This code simulates loading a CSV, parsing it and loading it int a pandas dataframe. I would like to parallelize this problem so that it runs faster, but my pool.map implementation is actually slower than the serial implementation.
The csv is read as one big string and first split into lines and then split into values. It is an irregularly formatted csv with recurring headers so I cannot use the pandas read_csv. At least not that I know how.
My idea was to simply read in the file as string, split the long string into four parts (one for each core) and then process each chunk separately in parallel. This it turns out is slower than the serial version.

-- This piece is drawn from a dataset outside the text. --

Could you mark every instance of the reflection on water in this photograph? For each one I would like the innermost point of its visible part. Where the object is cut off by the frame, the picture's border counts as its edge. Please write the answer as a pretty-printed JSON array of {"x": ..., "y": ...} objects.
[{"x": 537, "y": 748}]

from multiprocessing import Pool
import datetime
import pandas as pd
def data_proc(raw):
pre_df_list = list()
for item in (i for i in raw.split('\n') if i and not i.startswith(',')):
if ' ' in item and ',' in item:
key, freq, date_observation = item.split(' ')
date, observation = date_observation.split(',')

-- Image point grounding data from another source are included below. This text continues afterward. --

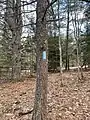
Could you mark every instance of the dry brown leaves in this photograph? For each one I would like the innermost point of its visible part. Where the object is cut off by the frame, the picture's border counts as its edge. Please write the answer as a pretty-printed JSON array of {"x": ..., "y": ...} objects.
[{"x": 70, "y": 102}]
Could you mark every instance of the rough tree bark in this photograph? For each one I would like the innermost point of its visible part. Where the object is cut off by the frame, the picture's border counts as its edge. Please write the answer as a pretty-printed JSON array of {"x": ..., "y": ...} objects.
[
  {"x": 67, "y": 37},
  {"x": 14, "y": 21},
  {"x": 40, "y": 105}
]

pre_df_list.append([key, freq, date, observation])
return pre_df_list
if __name__ == '__main__':
raw = '\n'.join([f'KEY FREQ DATE,{i}' for i in range(15059071)]) # instead of loading csv
start = datetime.datetime.now()
pre_df_list = data_proc(raw)
df = pd.DataFrame(pre_df_list, columns=['KEY','FREQ','DATE','VAL'])

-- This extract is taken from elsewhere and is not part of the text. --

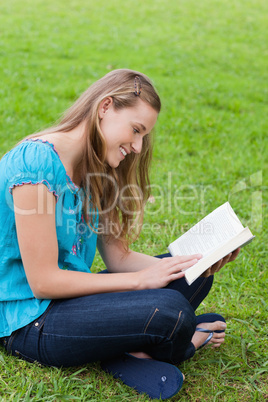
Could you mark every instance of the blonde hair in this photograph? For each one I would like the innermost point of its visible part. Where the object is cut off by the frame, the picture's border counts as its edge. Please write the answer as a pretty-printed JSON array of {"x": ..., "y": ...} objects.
[{"x": 102, "y": 184}]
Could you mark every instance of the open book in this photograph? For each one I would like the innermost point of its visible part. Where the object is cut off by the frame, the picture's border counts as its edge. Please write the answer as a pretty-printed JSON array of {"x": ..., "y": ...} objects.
[{"x": 215, "y": 236}]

end = datetime.datetime.now()
print(end - start)
pool = Pool(processes=4)
start = datetime.datetime.now()
len(raw.split('\n'))
number_of_tasks = 4
chunk_size = int((len(raw) / number_of_tasks))
beginning = 0
multi_list = list()
for i in range(1,number_of_tasks+1):
multi_list.append(raw[beginning:chunk_size*i])
beginning = chunk_size*i
results = pool.imap(data_proc, multi_list)
# d = results[0]
pool.close()
pool.join()
# I haven'f finished conversion to dataframe since previous part is not working yet
# df = pd.DataFrame(d, columns=['SERIES_KEY','Frequency','OBS_DATE','val'])
end = datetime.datetime.now()
print(end - start)
EDIT: the serial version finishes in 34 seconds and the parallel after 53 seconds on my laptop. When I started working on this, my initial assumption was that I would be able to get it down to 10-ish seconds on a 4 core machine.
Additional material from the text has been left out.